Schumacher, le rouge et la F1

Et de trois pour Schumacher. Le pilote allemand vient de remporter son troisième succès sur les quatre courses qu’il a disputées depuis le début de la saison. Le Grand Prix de Saint Marin s’est terminé dans la joie la plus complète pour les membres de la Scuderia Ferrari et toute la foule italienne venue assister au doublé de son équipe fétiche.
À 33 ans, Michael Schumacher, quatre fois champion du monde, possède toujours l’enthousiasme d’un junior.

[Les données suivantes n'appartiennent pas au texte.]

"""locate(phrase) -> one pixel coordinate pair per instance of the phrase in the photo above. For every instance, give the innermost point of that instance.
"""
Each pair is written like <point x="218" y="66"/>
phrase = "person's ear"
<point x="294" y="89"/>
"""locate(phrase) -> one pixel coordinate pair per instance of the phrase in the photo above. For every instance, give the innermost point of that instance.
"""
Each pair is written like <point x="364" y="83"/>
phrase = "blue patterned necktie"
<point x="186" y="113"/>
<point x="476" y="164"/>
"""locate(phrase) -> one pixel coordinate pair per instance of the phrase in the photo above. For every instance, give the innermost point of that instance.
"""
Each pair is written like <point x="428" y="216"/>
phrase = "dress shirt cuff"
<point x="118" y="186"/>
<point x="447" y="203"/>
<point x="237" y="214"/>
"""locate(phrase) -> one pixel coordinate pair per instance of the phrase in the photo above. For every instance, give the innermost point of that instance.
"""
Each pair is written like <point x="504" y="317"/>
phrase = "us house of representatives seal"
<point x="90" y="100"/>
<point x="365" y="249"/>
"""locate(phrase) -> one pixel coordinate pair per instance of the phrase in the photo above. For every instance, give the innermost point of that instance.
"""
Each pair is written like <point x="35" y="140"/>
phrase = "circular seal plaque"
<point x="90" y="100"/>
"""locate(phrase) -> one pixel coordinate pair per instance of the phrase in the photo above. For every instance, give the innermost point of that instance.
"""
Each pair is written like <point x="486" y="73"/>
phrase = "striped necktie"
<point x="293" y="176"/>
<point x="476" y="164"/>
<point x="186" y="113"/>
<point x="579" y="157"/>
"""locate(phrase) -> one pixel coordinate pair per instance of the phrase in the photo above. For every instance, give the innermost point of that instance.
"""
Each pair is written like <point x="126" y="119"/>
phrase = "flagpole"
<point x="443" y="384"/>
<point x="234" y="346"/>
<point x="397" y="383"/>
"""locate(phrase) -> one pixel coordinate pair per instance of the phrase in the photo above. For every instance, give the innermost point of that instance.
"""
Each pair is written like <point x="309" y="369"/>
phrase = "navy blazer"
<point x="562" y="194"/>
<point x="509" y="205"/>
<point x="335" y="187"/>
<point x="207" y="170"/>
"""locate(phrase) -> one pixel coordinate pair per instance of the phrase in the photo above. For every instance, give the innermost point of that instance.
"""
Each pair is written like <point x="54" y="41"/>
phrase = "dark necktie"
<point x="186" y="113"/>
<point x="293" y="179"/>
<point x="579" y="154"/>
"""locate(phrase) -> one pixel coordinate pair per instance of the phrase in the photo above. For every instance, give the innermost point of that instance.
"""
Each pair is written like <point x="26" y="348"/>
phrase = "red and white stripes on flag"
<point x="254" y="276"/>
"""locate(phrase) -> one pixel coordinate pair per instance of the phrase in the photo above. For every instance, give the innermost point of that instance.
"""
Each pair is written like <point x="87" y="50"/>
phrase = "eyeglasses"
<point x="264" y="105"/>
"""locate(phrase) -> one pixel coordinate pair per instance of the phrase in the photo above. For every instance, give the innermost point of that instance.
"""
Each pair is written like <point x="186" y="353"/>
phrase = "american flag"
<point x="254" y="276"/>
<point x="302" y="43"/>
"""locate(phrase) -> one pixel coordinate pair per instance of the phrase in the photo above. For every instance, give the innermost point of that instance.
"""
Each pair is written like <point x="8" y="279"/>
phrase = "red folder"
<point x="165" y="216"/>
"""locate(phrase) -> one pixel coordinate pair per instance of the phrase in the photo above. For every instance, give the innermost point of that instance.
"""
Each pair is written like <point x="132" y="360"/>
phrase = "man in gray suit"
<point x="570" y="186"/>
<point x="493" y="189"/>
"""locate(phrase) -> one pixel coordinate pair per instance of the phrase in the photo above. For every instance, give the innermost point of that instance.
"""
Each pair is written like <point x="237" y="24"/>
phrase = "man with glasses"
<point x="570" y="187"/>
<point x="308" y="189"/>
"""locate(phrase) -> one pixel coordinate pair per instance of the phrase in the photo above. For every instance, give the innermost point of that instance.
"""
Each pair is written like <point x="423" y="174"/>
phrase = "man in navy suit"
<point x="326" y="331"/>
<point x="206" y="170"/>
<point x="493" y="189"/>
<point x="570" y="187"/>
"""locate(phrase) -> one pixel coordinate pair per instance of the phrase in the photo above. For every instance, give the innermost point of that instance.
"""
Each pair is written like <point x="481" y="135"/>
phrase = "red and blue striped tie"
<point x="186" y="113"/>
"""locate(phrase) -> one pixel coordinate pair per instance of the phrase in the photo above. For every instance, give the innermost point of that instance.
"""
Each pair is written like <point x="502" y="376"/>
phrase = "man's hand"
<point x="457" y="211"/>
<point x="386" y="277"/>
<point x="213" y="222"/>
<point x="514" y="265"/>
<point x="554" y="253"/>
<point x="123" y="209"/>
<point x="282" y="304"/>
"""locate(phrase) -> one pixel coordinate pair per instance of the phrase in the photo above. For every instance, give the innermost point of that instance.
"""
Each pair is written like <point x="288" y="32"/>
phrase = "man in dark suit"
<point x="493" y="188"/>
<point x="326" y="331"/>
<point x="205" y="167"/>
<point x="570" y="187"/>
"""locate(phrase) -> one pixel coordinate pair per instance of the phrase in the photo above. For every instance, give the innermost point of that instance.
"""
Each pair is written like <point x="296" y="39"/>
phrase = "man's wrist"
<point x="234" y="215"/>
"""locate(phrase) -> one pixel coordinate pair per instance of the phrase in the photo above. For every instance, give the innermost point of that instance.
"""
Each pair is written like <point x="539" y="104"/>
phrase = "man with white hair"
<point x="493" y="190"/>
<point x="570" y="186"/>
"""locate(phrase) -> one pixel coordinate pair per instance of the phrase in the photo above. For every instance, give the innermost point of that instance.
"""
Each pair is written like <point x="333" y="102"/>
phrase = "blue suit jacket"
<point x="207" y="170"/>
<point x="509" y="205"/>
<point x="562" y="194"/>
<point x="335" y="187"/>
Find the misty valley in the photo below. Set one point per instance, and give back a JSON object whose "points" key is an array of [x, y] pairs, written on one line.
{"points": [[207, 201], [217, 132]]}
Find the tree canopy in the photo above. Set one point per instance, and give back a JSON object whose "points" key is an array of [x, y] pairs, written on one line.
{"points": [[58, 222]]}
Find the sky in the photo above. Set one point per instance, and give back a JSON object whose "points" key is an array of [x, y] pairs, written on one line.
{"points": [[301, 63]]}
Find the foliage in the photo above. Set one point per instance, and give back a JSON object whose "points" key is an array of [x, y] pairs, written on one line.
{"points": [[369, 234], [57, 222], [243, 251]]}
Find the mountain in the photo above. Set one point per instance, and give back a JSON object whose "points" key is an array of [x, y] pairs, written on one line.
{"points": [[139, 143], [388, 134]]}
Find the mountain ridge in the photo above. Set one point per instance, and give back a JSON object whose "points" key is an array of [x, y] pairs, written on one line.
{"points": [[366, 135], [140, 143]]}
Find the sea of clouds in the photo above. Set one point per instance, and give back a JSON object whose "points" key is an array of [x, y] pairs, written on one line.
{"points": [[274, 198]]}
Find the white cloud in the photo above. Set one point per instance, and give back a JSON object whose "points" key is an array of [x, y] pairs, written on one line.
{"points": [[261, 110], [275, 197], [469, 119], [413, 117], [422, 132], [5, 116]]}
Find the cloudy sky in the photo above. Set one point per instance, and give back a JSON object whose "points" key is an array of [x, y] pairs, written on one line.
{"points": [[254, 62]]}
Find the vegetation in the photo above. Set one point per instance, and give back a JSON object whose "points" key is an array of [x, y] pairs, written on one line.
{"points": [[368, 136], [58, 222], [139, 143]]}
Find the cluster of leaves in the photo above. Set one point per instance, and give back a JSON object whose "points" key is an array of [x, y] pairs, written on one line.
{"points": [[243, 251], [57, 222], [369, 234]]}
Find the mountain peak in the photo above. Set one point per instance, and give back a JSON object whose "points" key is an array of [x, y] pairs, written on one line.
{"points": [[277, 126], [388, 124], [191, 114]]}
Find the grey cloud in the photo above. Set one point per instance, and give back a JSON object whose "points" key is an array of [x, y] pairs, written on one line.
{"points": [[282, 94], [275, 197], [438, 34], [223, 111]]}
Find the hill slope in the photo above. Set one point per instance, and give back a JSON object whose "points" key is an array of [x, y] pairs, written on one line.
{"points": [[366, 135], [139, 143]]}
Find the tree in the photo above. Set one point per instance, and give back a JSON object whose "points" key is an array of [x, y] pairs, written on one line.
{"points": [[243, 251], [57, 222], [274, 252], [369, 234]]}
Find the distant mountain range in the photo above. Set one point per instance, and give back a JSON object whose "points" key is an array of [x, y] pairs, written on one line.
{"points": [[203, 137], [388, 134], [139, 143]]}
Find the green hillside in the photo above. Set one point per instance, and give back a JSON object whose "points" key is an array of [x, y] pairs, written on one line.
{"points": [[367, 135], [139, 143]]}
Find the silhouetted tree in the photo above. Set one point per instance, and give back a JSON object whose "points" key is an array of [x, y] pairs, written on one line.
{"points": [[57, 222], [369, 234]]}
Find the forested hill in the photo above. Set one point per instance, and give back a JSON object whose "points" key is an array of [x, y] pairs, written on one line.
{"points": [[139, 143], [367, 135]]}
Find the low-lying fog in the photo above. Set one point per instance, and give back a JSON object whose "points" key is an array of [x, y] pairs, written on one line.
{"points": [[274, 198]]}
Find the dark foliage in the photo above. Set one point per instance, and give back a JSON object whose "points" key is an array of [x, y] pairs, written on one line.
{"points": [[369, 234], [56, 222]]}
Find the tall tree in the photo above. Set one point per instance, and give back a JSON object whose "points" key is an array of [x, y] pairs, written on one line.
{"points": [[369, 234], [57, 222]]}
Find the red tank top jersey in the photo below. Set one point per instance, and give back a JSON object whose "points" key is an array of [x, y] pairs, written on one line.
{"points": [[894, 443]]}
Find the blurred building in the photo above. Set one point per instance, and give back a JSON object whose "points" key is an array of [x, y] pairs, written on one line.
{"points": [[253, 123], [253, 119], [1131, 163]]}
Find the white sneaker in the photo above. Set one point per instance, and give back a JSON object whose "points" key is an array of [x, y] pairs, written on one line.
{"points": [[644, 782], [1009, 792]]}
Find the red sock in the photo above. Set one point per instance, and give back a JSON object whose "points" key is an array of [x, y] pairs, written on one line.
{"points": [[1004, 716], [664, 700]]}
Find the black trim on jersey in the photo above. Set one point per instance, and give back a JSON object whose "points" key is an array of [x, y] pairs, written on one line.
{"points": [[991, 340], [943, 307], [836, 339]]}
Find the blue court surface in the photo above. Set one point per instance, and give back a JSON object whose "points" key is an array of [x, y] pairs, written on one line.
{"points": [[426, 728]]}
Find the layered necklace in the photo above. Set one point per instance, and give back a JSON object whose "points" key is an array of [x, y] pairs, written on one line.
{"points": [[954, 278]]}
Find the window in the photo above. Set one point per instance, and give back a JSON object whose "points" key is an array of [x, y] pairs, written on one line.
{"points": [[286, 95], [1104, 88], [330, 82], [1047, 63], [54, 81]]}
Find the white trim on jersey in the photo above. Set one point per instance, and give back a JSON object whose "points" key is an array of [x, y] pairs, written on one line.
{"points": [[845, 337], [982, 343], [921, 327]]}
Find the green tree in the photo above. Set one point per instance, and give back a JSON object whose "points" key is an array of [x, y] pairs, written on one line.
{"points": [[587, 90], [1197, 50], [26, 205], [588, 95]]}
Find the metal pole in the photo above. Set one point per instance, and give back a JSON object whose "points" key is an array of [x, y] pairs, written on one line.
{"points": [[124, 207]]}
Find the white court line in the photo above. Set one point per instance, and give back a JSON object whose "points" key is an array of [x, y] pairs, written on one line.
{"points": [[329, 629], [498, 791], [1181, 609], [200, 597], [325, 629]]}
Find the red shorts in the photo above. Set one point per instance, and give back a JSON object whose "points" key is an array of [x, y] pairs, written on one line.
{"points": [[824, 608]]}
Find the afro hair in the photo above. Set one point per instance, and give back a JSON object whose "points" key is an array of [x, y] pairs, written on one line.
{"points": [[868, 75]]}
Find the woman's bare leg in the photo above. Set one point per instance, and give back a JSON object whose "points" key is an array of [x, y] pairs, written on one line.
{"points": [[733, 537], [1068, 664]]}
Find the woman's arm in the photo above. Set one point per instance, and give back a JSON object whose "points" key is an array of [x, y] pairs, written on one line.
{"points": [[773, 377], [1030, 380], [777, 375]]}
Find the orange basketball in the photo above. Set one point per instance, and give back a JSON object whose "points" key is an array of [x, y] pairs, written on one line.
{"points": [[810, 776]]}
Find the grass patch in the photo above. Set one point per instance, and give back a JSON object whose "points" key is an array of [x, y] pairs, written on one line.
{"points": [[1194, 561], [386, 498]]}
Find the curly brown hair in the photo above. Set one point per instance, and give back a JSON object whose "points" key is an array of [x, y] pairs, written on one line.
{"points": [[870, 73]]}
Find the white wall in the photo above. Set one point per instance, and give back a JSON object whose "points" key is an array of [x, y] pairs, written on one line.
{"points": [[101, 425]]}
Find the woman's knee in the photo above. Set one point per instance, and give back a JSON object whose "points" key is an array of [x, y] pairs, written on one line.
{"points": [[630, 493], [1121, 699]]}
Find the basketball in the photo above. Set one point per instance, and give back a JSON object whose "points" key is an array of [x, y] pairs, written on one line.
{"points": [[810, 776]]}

Lui qui dit ne pas courir pour les records est pourtant bien parti pour en pulvériser quelques uns. Il faut dire qu’avec la nouvelle F2002, il semble posséder l’arme idéale.
Dans le viseur de l’Allemand, les cinq titres de Fangio sont déjà en vue. Michael, qui possède 14 points d’avance sur son frère au championnat du monde, peut rejoindre dès cette année l’Argentin dans la légende. Avec son cadet, le pilote Ferrari est d’ailleurs en train de construire une véritable dynastie depuis la fin 2001. Les deux frères ont en effet squatté les premières places des six dernières courses de Formule 1. Cinq pour Michael et une pour Ralf. Et, sur ses 56 succès depuis ses débuts avec Jordan, l’Allemand en a signé 38 avec la Scuderia. Entre lui et la firme de Maranello, une histoire d’amour qui explique pour beaucoup les fabuleux résultats du tandem.
Ce dimanche à Imola, Michael Schumacher est devenu le pilote ayant pris le plus de départs au volant d’une monoplace frappée de l’écusson au cheval cabré : la Ferrari. Le ratio de Schumi est impressionnant : 98 départs et 38 victoires ! Et, dès que l’on parle de la paire Ferrari-Schumacher, les statistiques s’affolent. Ainsi, sur la durée, le quadruple champion du monde est installé aux commandes du championnat du monde depuis le Grand prix d’Italie 2000. Soit un total de 24 courses que Michael Schumacher aborde en position de leader… Pas ingrat, l’ex-pilote Benetton n’oublie jamais de remercier les membres de la Scuderia. Cette fois, après le doublé réussi avec son coéquipier Rubens Barrichello à Imola, c’est Ross Brawn, le directeur technique, qui a eu droit à un hommage appuyé.
«Je tiens à féliciter Ross Brawn, qui est l’homme qui a fait la F2002. C’est une personne vraiment talentueuse. Il est toujours motivé, quelle que soit la situation et c’est une personne fabuleuse au plan humain. Je le connais depuis si longtemps… C’est un atout incroyable pour Ferrari », glissait l’Allemand en conférence de presse. Et pour cause, c’est le même Brawn qui a sauvé l’Allemand d’une défaite imminente puisqu’à quelques tours de l’arrivée, un problème sur son volant s’est déclaré. Tout est bien qui finit bien donc. Visiblement, l’usure du pouvoir, la Scuderia et Michael Schumacher ne connaissent pas.